Keast M, Hutchinson AF, Khaw D, McDonall J. Impact of Pain on Postoperative Recovery and Participation in Care Following Knee Arthroplasty Surgery: A Qualitative Descriptive Study.
Pain Manag Nurs 2021;
23:541-547. [PMID:
34972657 DOI:
10.1016/j.pmn.2021.11.011]
[Citation(s) in RCA: 5] [Impact Index Per Article: 1.7] [Reference Citation Analysis] [Abstract] [Track Full Text] [Journal Information] [Subscribe] [Scholar Register] [Received: 07/30/2021] [Revised: 09/28/2021] [Accepted: 11/27/2021] [Indexed: 11/28/2022]
Abstract
BACKGROUND
Patient participation in care is key to optimising postsurgical outcomes and the quality of acute care delivery.
AIMS
This study explored patient perceptions of the impact of pain on acute recovery following Total Knee Arthroplasty (TKA), and barriers and facilitators to participating in pain management.
DESIGN
An exploratory-descriptive qualitative study involving semi-structured interviews.
SETTINGS
A private-sector health service.
PARTICIPANTS/SUBJECTS
Participants were adults undergoing TKA allocated to the control ward of a cluster randomised controlled trial who received standard care.
METHODS
To allow adequate opportunity for participation in their care, interview and pain data were collected on postoperative Day 3. Acute pain was assessed using an 11-point Numerical Rating Scale (NRS).
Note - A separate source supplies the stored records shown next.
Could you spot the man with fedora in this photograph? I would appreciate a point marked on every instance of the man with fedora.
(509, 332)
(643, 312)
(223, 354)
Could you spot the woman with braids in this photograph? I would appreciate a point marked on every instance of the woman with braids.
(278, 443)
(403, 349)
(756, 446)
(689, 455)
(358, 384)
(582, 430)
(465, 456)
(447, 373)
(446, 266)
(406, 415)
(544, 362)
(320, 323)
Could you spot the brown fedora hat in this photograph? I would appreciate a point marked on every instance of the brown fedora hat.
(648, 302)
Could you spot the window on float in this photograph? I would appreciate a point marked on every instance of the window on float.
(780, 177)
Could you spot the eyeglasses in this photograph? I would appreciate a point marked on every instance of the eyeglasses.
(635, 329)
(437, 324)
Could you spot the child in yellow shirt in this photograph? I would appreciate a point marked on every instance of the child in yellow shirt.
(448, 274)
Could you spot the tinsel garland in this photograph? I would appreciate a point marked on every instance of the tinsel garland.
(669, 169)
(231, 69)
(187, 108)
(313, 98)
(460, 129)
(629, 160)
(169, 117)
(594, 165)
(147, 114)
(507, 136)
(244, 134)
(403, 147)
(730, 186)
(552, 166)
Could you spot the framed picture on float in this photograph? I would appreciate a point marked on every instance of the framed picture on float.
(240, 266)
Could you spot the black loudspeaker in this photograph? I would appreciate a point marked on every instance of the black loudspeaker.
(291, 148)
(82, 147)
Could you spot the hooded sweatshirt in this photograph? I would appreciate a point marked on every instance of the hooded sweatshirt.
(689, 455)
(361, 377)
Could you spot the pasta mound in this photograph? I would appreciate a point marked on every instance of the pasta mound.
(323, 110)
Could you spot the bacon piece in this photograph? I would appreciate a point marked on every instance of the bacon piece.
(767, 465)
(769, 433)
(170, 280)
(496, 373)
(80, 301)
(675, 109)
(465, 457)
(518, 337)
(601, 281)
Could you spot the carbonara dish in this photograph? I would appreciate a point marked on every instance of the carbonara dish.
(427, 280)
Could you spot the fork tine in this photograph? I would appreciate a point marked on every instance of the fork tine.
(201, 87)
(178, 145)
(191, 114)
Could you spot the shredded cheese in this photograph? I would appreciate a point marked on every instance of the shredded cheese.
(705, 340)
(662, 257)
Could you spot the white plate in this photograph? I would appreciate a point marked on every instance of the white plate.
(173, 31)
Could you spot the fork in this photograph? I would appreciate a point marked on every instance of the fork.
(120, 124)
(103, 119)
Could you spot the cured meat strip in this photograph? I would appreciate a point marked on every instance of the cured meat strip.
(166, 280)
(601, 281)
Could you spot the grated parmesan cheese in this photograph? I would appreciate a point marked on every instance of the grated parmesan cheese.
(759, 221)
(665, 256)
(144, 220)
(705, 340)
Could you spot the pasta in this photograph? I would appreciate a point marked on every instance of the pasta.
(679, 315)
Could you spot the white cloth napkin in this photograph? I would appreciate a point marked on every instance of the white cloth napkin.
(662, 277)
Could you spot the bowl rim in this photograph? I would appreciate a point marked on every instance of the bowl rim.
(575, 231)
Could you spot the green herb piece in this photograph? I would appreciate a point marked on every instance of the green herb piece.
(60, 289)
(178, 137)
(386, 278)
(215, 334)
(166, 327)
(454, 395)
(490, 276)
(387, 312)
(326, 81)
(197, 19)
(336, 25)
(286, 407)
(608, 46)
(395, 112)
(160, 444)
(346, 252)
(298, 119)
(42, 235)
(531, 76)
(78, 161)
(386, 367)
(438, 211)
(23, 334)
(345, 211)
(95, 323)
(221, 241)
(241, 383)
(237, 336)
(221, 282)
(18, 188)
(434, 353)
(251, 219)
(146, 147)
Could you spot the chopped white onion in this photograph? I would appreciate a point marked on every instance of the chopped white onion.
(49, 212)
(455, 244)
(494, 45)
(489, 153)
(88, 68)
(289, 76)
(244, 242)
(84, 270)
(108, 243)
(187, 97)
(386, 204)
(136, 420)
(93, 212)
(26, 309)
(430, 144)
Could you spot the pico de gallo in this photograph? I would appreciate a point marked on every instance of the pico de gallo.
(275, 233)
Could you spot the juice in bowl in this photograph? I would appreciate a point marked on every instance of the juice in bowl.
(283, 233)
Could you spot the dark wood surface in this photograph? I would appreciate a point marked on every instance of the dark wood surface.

Interviews were analysed using combined qualitative thematic analysis and quantitative content analysis.
RESULTS
Overall, 120 patients, 69 females (50.4%) and 68 males, were interviewed (mean age = 66.8 years, stadard deviation [SD] = 8.5). Most reported severe (NRS 7-10), day 3 pain (n = 76, 63.3%). Two themes emerged from interviews: (1) participants' postoperative pain experience; and (2) participation in postoperative pain management was limited. Pain experience was characterised by variation in pain and its qualities, having uncontrolled pain and distress, and influence from preoperative expectations. Patient participation was characterized by reliance upon prior staff instruction, barriers from limited knowledge, inconsistent promotion of non-pharmacologic strategies, and suboptimal clinician-patient communication. Regular analgesia was identified to facilitate participation.
CONCLUSIONS
Despite the known benefits of patient participation in pain management, gaps remain in providing patients with the knowledge and opportunity to take an active role in their recovery. Interventions to overcome identified barriers need to be developed and evaluated.